Some of my fellow cynical, skeptical, atheist types don’t always understand why I have such a negative reaction to veganism, yoga and all sorts of touchy-feely alternative spiritual practices. Many of you say, “Sure, it’s woo, but what’s the harm?” You see, I didn’t grow up in the Bible Belt. I didn’t live in an area with a lot of Evangelical Christians. I did live in a town which was known for its arts community. I don’t remember any Baptist Churches, although I do remember Unitarian and Quaker Churches and a big Victorian House associated with the Transcendental Meditation movement, you know, that movement run by the guy who said he could teach his followers to levitate. I later went to a small liberal arts college which wasn’t Evergreen, but is sometimes spoken of in the same context with about a dozen of other small, liberal arts schools. I do have acquaintances who went to Evergreen. It’s part of the larger milieu in which I frequently find myself.
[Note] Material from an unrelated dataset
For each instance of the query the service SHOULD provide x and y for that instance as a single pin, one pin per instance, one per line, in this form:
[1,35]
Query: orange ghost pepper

In the wake of yet another campus temper tantrum, I came across this video:
Did you pick up that the song in the background is “Somewhere Over the Rainbow?” “We come together and we eat food – and that’s one of the most ancient spiritual practices.” You can’t satirize it.
This sort of heterodox spirituality can be just as oppressive, stultifying, small-minded and inimical to rational thought as any Bible thumping. Just as many former evangelicals have a nearly allergic reaction to a faith they feel like they escaped, it’s hard for me to see this sort of stuff without wanting to curl up in a fetal position.
Still, there is a known antidote:
I wish that for just one time you could stand inside my shoes
And just for that one moment I could be you
Yes, I wish that for just one time you could stand inside my shoes
You’d know what a drag it is to see you
Brilliant, harsh stuff. Matter of fact, I think I’m going to go listen to Blonde on Blonde, loud.